A. I would opt for CBT (a cognitive-behavioural therapy). It strikes me as cerebral, analytic, and “intellectual”: precisely the traits I admire and which form the dimensions of my self-imputed identity. I feel less threatened when I can avoid directly confronting my emotions. Additionally, CBTs propagate, however subversively and inadvertently, a mechanistic (almost behavioural) view of the psyche. I like it. I often compare myself to a machine or a robot. Positive reinforcements, verbal cues, the emphasis on cognition, inner tapes and narratives (the equivalent of programming) all strike a cord within me.

Q. Pathologically narcissistic clients, it would seem, often end up being forced into therapy more by a difficult context in which they find themselves (a narcissistic wound, the end of a relationship, court-mandated clients, etc.) than as a result of their soul-searching or awareness that their narcissistic pathology is something that would warrant further understanding. Research also suggests that they are prone to early termination of psychotherapeutic treatments because of the narcissistic wounds they suffer when the therapist will not serve solely as a source of narcissistic supply, but attempts to get beneath this constant need for affirmation. In short, pathological narcissists appear to be difficult to get into therapy and, often, very difficult to keep in therapy. In light of the above, and with reference to the understanding you have of what is of value to you in preventing your own narcissistic impulses from causing you longer-term difficulties, light therapy equipment for sale can you look at a few ideas that you might recommend to therapists who wish to be of as much value as possible to their pathologically narcissistic clients? You have suggested that pathological narcissism cannot be cured. I suspect many therapists might agree in large part with that idea on the basis of their disappointing results with narcissistic clients. But, as you suggest, therapists might be able to help manage their expressions of narcissism to help moderate the damaging effects of too rampant a narcissistic engagement with other parts of their world. What, if any, are the therapeutic techniques/approaches/ ideas that you think might be most effective in this more humble goal of managing narcissistic pathology.

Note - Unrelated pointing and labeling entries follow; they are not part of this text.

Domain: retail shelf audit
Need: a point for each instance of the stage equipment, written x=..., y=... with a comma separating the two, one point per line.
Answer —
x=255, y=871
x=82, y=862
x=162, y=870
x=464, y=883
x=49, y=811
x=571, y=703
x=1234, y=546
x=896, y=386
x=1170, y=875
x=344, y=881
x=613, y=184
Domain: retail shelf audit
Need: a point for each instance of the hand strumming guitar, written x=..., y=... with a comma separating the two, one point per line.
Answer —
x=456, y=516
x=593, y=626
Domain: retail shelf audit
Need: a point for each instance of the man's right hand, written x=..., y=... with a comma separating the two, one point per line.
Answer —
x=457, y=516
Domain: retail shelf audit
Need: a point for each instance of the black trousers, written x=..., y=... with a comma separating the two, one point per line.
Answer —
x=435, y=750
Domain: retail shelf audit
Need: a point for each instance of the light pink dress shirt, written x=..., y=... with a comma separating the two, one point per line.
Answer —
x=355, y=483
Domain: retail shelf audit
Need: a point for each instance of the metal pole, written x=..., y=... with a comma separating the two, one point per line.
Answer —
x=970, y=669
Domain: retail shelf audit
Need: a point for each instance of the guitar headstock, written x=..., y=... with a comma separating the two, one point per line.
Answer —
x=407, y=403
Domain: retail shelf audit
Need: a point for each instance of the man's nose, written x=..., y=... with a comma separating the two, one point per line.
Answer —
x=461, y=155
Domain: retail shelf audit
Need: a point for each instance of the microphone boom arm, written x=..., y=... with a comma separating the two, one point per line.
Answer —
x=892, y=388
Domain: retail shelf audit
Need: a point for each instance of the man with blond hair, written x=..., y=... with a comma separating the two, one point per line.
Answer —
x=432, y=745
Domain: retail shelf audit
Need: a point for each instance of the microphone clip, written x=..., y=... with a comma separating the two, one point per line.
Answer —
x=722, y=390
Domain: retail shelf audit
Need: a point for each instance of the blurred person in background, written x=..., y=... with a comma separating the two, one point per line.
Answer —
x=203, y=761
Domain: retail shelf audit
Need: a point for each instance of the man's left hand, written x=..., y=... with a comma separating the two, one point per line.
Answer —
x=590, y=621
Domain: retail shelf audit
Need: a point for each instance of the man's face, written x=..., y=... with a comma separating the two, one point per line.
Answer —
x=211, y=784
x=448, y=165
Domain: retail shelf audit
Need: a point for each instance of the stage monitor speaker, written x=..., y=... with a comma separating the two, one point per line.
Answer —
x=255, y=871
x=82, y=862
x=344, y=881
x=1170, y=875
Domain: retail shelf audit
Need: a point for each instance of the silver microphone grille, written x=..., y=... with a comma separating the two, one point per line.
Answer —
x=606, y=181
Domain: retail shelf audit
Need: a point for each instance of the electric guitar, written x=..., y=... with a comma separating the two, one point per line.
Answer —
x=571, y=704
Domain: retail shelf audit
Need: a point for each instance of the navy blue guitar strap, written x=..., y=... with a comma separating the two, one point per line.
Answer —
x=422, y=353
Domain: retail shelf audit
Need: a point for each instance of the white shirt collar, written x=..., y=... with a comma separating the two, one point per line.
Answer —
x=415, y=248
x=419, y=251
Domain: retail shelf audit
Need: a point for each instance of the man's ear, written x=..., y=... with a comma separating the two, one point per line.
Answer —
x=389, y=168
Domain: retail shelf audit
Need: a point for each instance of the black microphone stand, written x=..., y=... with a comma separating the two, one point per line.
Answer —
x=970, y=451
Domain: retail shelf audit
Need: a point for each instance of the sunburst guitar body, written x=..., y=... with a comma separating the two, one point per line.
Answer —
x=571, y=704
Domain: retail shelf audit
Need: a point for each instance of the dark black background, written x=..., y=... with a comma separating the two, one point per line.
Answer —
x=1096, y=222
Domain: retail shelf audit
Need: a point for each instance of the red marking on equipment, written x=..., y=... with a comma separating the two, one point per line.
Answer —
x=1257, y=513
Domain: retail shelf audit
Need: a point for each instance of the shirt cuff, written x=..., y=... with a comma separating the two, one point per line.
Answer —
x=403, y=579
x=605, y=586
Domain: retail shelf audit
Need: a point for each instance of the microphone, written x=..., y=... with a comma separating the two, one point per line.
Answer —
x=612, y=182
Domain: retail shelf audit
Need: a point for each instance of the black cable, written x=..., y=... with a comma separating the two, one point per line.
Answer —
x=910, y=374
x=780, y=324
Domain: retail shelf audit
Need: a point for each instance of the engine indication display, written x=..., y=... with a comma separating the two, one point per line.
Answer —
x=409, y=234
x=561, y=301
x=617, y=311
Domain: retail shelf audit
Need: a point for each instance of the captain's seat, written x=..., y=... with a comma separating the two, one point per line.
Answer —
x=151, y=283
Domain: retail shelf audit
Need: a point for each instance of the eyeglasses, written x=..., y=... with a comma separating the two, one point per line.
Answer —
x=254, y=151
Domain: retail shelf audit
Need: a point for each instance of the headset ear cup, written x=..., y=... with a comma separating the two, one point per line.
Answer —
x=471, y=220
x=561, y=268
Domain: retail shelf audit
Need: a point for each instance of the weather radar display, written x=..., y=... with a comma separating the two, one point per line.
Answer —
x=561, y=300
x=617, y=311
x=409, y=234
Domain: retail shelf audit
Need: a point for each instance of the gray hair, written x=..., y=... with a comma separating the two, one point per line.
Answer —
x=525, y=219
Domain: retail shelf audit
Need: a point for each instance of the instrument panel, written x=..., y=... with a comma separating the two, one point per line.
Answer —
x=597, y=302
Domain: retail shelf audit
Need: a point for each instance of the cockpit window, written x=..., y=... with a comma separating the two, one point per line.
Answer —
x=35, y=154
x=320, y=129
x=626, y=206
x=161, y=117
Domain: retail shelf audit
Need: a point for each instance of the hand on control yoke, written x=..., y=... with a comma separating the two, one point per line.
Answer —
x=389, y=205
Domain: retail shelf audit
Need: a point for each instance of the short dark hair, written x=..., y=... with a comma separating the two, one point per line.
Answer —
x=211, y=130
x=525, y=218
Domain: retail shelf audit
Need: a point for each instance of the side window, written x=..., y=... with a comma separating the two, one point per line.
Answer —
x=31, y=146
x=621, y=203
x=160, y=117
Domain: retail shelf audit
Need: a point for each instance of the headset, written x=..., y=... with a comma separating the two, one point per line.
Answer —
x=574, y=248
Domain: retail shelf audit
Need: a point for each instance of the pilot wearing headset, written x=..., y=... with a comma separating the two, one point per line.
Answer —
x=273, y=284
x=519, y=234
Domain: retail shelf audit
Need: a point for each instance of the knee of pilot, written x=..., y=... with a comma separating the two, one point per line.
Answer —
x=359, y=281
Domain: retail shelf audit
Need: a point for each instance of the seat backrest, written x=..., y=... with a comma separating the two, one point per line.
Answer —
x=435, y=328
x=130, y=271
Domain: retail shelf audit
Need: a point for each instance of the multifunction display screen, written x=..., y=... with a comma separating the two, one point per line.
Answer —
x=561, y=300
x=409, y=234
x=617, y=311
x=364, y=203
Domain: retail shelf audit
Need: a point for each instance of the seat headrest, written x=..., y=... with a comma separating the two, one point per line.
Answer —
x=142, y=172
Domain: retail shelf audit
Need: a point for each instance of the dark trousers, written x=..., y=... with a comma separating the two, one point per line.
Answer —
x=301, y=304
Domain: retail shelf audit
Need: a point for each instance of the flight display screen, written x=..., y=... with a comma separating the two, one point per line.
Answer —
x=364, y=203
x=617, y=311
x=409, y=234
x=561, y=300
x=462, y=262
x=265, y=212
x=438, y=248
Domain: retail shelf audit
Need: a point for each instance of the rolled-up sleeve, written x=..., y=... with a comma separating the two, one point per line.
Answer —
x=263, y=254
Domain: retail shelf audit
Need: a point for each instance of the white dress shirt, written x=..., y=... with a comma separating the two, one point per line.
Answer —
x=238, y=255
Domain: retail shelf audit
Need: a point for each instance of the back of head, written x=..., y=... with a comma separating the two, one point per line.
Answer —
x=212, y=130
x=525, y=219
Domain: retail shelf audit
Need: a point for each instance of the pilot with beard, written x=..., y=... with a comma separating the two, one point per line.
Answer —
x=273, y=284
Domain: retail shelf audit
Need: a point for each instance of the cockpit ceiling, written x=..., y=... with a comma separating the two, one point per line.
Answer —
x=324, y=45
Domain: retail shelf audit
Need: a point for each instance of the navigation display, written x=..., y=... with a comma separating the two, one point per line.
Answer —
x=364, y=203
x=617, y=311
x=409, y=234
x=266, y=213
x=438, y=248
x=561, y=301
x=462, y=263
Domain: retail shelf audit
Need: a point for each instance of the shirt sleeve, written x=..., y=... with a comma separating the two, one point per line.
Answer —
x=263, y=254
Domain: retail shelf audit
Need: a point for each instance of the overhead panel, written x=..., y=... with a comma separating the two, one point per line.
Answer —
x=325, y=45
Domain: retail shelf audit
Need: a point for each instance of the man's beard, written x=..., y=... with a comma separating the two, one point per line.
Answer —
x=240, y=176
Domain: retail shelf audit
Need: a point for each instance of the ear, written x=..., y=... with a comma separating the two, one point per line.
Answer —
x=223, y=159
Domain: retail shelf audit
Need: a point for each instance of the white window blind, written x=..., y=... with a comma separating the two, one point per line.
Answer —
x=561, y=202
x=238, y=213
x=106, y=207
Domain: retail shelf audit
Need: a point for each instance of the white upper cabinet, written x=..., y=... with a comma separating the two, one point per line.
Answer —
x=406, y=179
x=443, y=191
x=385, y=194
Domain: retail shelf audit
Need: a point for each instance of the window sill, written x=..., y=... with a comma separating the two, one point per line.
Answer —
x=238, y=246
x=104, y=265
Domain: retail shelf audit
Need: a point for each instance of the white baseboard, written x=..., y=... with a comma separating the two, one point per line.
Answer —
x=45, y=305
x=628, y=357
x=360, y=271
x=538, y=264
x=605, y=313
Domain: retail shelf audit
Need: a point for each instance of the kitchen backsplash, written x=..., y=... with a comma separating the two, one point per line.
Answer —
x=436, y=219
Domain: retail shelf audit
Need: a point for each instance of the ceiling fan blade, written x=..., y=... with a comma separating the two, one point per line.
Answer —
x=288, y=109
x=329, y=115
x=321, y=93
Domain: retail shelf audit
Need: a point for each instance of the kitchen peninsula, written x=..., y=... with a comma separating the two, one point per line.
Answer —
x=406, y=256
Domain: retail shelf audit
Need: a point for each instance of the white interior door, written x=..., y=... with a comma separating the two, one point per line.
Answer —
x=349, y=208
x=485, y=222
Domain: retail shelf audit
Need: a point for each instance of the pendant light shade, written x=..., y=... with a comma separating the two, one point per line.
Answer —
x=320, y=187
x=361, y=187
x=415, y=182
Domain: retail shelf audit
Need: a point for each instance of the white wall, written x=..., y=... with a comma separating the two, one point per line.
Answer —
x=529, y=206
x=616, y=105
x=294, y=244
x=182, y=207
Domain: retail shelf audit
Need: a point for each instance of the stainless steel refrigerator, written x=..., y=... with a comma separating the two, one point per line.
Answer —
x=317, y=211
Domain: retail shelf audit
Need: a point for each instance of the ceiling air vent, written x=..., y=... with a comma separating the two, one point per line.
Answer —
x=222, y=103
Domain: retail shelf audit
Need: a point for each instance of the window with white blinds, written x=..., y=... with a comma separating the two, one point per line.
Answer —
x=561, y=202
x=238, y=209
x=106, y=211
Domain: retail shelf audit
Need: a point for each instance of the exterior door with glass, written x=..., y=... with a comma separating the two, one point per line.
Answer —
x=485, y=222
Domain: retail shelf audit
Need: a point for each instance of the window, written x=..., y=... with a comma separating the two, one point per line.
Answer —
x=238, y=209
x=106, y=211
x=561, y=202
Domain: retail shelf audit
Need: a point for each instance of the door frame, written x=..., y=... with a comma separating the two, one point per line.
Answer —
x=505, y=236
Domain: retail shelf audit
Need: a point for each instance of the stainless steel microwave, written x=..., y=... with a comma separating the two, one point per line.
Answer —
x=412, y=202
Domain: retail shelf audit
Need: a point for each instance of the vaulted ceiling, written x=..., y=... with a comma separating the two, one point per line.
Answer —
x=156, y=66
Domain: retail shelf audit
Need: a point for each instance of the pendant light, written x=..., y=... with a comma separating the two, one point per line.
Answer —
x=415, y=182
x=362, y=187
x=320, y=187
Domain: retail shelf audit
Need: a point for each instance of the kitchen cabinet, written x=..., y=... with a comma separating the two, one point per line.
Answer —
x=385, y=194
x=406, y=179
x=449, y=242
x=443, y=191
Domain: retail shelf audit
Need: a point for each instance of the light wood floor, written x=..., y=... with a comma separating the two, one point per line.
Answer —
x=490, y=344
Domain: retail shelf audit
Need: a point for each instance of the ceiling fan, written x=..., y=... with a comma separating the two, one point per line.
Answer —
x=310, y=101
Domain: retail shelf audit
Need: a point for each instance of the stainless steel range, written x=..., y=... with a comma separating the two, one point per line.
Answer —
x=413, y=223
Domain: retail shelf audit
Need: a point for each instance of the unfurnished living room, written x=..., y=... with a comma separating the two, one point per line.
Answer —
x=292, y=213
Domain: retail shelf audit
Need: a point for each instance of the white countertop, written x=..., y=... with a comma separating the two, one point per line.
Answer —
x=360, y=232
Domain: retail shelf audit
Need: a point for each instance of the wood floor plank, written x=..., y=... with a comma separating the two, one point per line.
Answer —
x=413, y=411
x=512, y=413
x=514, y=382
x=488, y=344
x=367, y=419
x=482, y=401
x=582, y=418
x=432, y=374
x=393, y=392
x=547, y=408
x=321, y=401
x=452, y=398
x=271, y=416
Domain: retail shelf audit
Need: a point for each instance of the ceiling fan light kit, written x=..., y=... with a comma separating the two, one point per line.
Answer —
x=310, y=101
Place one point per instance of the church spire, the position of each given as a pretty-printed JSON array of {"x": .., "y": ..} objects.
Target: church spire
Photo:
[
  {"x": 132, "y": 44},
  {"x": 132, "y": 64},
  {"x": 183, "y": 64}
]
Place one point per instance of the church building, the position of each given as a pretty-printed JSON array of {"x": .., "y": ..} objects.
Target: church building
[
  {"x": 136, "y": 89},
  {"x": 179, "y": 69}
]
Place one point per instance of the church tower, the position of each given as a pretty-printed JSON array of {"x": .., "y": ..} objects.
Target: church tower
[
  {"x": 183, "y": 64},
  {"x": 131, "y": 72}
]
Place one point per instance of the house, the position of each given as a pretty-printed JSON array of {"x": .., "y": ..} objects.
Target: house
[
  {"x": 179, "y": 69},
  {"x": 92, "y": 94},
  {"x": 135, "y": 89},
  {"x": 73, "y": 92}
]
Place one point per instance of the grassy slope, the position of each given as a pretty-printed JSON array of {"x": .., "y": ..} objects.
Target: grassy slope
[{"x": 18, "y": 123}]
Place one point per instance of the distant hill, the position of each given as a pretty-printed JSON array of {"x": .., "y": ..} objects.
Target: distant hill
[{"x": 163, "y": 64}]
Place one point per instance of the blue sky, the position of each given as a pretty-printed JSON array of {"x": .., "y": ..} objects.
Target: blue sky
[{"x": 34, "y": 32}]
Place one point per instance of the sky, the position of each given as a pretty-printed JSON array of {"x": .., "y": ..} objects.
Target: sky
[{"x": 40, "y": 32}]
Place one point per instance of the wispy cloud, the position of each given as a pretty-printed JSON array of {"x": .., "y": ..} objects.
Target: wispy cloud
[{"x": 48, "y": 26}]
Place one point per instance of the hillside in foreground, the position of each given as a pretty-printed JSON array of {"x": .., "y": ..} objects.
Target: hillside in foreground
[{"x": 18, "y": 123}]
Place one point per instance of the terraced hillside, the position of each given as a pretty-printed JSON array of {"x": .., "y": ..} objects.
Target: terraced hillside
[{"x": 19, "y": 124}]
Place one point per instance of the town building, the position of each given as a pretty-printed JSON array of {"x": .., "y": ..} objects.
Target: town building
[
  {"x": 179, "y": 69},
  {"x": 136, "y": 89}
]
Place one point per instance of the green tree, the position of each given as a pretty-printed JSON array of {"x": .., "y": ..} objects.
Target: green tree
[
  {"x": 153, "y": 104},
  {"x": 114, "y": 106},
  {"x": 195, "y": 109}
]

A. I see most of the problems with the therapist, not with his or her narcissistic client. Therapists must learn to moderate their expectations and control their own narcissistic defences and impulses. Here are a few tips: (1) it is not possible to establish a therapeutic alliance with the narcissist. Equally impossible is to set the agenda. The therapist must learn to let the narcissist win the inevitable power plays and mind games early on, so as to get them out of the way; (2) the therapist should not let the narcissist corrupt him or the therapeutic settings. Narcissists often offer rewards or “bribes” in return for acquiescence and obsequiousness; (3) the aims of the therapy should be modest and infinitesimally incremental. Progress should be marked and attributed to the narcissist, not to the therapist; (4) the therapy should emphasize adaptive behaviour modification, not reinterpretation, reframing, or “healing”. The therapist should let the narcissist identify areas of dysfunction and discomfort zones and, thus, to direct the therapy towards these sore points; (5) The therapist should never take sides (e.g., sympathize with the narcissist’s long-suffering wife), should never challenge the narcissist’s delusions, grandiose fantasies, and False Self, and should never used the reality test as a measure of the narcissist’s accomplishments in therapy. Narcissism is, by definition, a variant of fantastic realism. It is useful to regard the narcissist as an artist, an auteur: his life is his masterpiece. Narcissism is not merely a mental health disorder: it is also an organizing principle and an exegetic framework; Finally (6) Wherever and whenever not detrimental to therapeutic goals, the therapist should provide the narcissist with narcissistic supply in the form of affirmation, acceptance, deserved accolades, sympathy, and appreciation (but not adulation!)